Crockpot Butter Chicken
- 1.5 pound boneless skinless chicken breast, cut into bite size chunks
- 1/2 onion, finely minced
- 2 tablespoons butter
- 3 cloves garlic, minced or grated
- 1 tablespoon freshly grated ginger
- 2 teaspoons curry powder
- 2 teaspoons curry paste
- 2 tablespoons garam masala
- 1 teaspoon cayenne pepper (use less if you are not a spicy person)
- 1/4 teaspoon salt
- 1 (6 ounce) can tomato paste
- 1 (14 ounce) can coconut milk, regular or lite
- 1/2 cup greek yogurt
- 1/4 cup half and half or heavy cream
1. In a large glass measuring cup or bowl mix together the coconut milk, greek yogurt and cream. Stir in the tomato paste, garlic, ginger and all the spices. Mix well.
2. Sprinkle the onion over the bottom of the crockpot. Add the chicken and then pour the coconut milk mixture over the chicken so the chicken is completely covered.
3. Add the butter and place the lid on the crockpot. Cook on high for 4 hours or on low for 6 to 8 hours.

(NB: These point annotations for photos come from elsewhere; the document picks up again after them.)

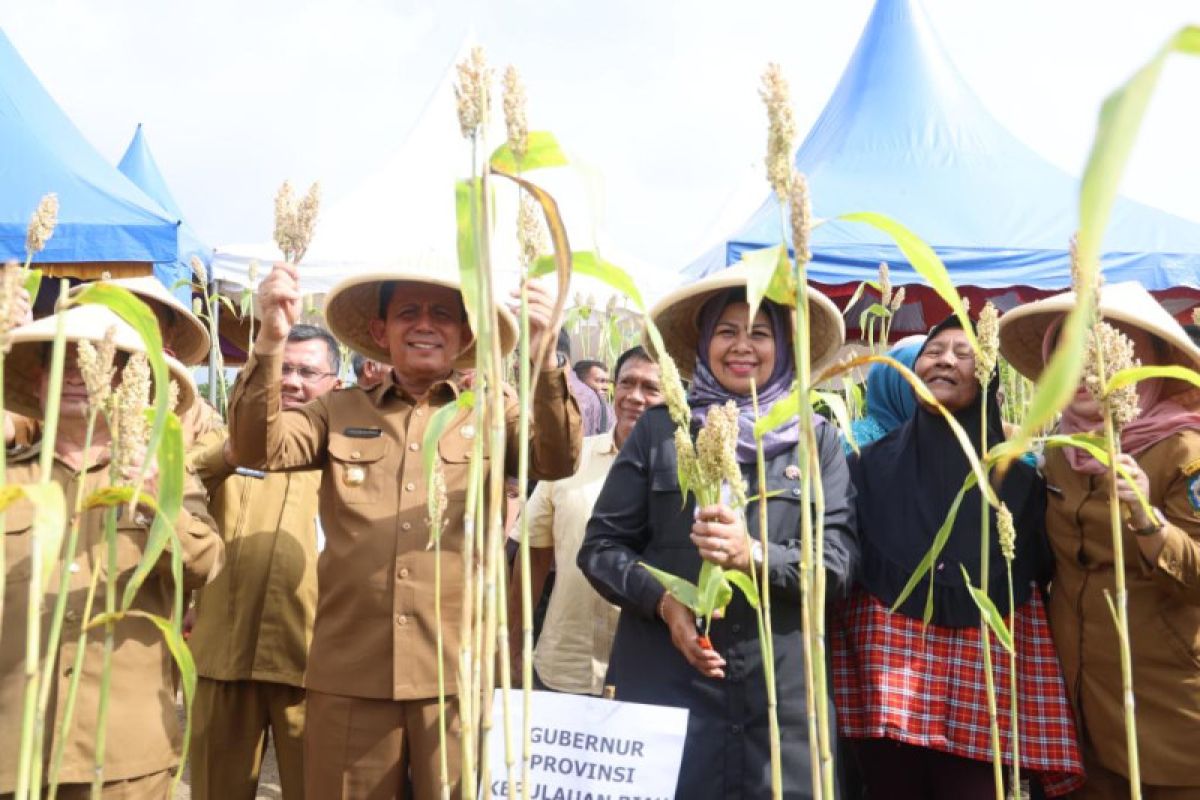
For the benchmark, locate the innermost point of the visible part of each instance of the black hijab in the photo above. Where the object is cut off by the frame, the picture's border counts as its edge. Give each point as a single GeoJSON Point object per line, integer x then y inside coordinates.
{"type": "Point", "coordinates": [906, 483]}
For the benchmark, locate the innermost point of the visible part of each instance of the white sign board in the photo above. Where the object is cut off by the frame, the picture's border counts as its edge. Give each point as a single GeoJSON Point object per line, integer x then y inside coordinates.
{"type": "Point", "coordinates": [589, 749]}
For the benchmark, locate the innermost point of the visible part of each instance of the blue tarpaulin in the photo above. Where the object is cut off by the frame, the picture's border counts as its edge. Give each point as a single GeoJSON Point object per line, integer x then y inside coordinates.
{"type": "Point", "coordinates": [102, 215]}
{"type": "Point", "coordinates": [138, 166]}
{"type": "Point", "coordinates": [903, 134]}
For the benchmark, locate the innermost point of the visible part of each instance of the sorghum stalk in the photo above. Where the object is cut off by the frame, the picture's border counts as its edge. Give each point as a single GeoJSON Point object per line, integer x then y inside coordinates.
{"type": "Point", "coordinates": [763, 612]}
{"type": "Point", "coordinates": [34, 609]}
{"type": "Point", "coordinates": [1007, 533]}
{"type": "Point", "coordinates": [985, 362]}
{"type": "Point", "coordinates": [1122, 599]}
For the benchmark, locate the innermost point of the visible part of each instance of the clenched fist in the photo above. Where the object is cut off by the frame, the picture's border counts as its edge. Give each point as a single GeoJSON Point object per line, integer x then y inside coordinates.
{"type": "Point", "coordinates": [279, 298]}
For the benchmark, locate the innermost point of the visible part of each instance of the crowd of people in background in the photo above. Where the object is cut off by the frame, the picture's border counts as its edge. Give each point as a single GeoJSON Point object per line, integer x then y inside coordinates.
{"type": "Point", "coordinates": [313, 625]}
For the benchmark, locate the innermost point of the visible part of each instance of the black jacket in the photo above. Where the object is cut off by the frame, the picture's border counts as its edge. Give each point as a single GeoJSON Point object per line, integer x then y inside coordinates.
{"type": "Point", "coordinates": [640, 516]}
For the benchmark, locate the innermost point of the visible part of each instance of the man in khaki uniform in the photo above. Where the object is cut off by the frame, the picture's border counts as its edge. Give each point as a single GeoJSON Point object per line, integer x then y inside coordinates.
{"type": "Point", "coordinates": [143, 733]}
{"type": "Point", "coordinates": [253, 624]}
{"type": "Point", "coordinates": [372, 667]}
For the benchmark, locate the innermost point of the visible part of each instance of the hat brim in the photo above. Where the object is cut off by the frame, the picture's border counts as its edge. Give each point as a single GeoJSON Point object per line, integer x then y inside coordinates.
{"type": "Point", "coordinates": [354, 302]}
{"type": "Point", "coordinates": [90, 323]}
{"type": "Point", "coordinates": [1023, 330]}
{"type": "Point", "coordinates": [677, 317]}
{"type": "Point", "coordinates": [186, 335]}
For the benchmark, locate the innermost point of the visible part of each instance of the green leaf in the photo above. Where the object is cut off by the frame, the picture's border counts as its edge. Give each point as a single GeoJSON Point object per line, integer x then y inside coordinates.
{"type": "Point", "coordinates": [743, 582]}
{"type": "Point", "coordinates": [171, 503]}
{"type": "Point", "coordinates": [924, 260]}
{"type": "Point", "coordinates": [468, 196]}
{"type": "Point", "coordinates": [767, 276]}
{"type": "Point", "coordinates": [989, 612]}
{"type": "Point", "coordinates": [118, 495]}
{"type": "Point", "coordinates": [1135, 374]}
{"type": "Point", "coordinates": [682, 590]}
{"type": "Point", "coordinates": [714, 590]}
{"type": "Point", "coordinates": [541, 151]}
{"type": "Point", "coordinates": [588, 263]}
{"type": "Point", "coordinates": [33, 284]}
{"type": "Point", "coordinates": [837, 404]}
{"type": "Point", "coordinates": [935, 549]}
{"type": "Point", "coordinates": [781, 413]}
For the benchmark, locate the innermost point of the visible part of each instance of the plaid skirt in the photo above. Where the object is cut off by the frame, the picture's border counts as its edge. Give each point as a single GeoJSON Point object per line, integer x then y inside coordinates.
{"type": "Point", "coordinates": [924, 685]}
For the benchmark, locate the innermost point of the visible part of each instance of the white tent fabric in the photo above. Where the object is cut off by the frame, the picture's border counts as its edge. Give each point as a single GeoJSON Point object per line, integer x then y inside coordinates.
{"type": "Point", "coordinates": [403, 216]}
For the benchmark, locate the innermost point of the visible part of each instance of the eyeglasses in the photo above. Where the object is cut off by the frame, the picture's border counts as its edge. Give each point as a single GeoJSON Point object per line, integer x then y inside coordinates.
{"type": "Point", "coordinates": [306, 374]}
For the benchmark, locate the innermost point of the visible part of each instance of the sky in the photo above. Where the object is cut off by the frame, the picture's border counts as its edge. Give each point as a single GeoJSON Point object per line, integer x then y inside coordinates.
{"type": "Point", "coordinates": [660, 96]}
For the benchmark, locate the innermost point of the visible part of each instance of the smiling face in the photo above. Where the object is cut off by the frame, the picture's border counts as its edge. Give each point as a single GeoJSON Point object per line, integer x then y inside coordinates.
{"type": "Point", "coordinates": [947, 366]}
{"type": "Point", "coordinates": [739, 352]}
{"type": "Point", "coordinates": [424, 330]}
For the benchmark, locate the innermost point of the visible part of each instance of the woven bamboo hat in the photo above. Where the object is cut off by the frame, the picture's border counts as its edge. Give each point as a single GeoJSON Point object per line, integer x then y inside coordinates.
{"type": "Point", "coordinates": [677, 319]}
{"type": "Point", "coordinates": [83, 323]}
{"type": "Point", "coordinates": [184, 334]}
{"type": "Point", "coordinates": [354, 302]}
{"type": "Point", "coordinates": [1024, 329]}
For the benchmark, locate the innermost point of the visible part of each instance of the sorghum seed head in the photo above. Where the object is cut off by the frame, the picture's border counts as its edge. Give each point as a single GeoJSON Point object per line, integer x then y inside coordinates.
{"type": "Point", "coordinates": [780, 128]}
{"type": "Point", "coordinates": [515, 113]}
{"type": "Point", "coordinates": [801, 208]}
{"type": "Point", "coordinates": [1006, 531]}
{"type": "Point", "coordinates": [41, 223]}
{"type": "Point", "coordinates": [472, 91]}
{"type": "Point", "coordinates": [988, 335]}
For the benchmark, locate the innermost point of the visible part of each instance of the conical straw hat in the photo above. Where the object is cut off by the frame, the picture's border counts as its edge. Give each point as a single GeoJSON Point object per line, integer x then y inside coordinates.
{"type": "Point", "coordinates": [83, 323]}
{"type": "Point", "coordinates": [354, 302]}
{"type": "Point", "coordinates": [1024, 329]}
{"type": "Point", "coordinates": [185, 334]}
{"type": "Point", "coordinates": [677, 319]}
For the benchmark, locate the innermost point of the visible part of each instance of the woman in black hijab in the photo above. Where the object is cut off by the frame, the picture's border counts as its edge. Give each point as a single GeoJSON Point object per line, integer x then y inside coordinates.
{"type": "Point", "coordinates": [911, 697]}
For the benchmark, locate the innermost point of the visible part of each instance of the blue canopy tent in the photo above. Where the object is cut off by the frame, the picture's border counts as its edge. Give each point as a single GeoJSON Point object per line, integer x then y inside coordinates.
{"type": "Point", "coordinates": [106, 223]}
{"type": "Point", "coordinates": [138, 166]}
{"type": "Point", "coordinates": [903, 134]}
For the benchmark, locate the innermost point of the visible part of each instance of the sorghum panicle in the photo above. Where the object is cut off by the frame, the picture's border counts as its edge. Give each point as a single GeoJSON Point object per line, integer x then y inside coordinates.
{"type": "Point", "coordinates": [515, 113]}
{"type": "Point", "coordinates": [129, 413]}
{"type": "Point", "coordinates": [885, 286]}
{"type": "Point", "coordinates": [1006, 531]}
{"type": "Point", "coordinates": [988, 335]}
{"type": "Point", "coordinates": [97, 370]}
{"type": "Point", "coordinates": [780, 131]}
{"type": "Point", "coordinates": [472, 91]}
{"type": "Point", "coordinates": [801, 208]}
{"type": "Point", "coordinates": [1116, 352]}
{"type": "Point", "coordinates": [41, 223]}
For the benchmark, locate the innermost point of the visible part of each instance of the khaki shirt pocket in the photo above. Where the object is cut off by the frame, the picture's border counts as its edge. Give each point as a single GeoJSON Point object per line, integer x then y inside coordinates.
{"type": "Point", "coordinates": [357, 468]}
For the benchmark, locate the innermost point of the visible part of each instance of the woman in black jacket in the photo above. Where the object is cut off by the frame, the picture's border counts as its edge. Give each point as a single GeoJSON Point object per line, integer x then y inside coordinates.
{"type": "Point", "coordinates": [642, 516]}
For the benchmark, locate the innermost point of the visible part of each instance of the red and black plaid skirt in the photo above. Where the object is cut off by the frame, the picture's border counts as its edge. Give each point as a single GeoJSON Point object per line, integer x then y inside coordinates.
{"type": "Point", "coordinates": [924, 685]}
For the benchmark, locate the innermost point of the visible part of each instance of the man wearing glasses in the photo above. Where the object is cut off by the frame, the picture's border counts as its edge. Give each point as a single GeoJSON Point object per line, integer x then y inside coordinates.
{"type": "Point", "coordinates": [253, 623]}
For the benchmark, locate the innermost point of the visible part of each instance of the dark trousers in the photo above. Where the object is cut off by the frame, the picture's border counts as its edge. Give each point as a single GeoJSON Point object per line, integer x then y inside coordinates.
{"type": "Point", "coordinates": [898, 771]}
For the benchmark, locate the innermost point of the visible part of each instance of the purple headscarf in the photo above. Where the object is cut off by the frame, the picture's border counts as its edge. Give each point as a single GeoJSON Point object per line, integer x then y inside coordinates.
{"type": "Point", "coordinates": [706, 391]}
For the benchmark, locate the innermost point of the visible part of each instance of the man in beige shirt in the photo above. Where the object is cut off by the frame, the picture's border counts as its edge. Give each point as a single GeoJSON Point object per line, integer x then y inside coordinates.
{"type": "Point", "coordinates": [573, 650]}
{"type": "Point", "coordinates": [372, 674]}
{"type": "Point", "coordinates": [253, 624]}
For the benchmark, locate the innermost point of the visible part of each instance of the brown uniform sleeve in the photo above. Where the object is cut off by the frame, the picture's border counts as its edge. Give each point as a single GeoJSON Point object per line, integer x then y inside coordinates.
{"type": "Point", "coordinates": [267, 437]}
{"type": "Point", "coordinates": [556, 429]}
{"type": "Point", "coordinates": [203, 548]}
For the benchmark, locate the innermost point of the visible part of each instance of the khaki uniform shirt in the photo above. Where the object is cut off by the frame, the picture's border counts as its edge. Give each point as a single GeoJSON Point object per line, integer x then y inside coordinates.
{"type": "Point", "coordinates": [255, 620]}
{"type": "Point", "coordinates": [576, 638]}
{"type": "Point", "coordinates": [375, 635]}
{"type": "Point", "coordinates": [143, 729]}
{"type": "Point", "coordinates": [1163, 608]}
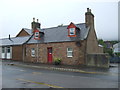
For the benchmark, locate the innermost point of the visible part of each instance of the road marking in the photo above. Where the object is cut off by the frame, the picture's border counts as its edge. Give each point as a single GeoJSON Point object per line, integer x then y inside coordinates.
{"type": "Point", "coordinates": [50, 85]}
{"type": "Point", "coordinates": [36, 73]}
{"type": "Point", "coordinates": [114, 74]}
{"type": "Point", "coordinates": [22, 70]}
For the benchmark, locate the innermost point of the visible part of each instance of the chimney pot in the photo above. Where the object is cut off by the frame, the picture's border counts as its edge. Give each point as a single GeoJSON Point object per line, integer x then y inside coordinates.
{"type": "Point", "coordinates": [33, 19]}
{"type": "Point", "coordinates": [87, 9]}
{"type": "Point", "coordinates": [9, 36]}
{"type": "Point", "coordinates": [90, 10]}
{"type": "Point", "coordinates": [37, 20]}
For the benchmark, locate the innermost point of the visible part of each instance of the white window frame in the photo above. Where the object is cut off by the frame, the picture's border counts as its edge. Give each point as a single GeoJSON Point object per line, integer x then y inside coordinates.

Once the curry is done cooking, serve it hot over rice and with some naan for scooping and dipping (my favourite part!) This meal was Toddler Approved which is always a nice bonus! For the boy-o I mixed some of the butter chicken up with some of the rice, and put into a tortilla shell with some cheese and gave it a quick grill to make it into a burrito of sorts. He gobbled it right up and I was super happy to have leftovers for lunch the next day because it was delicious!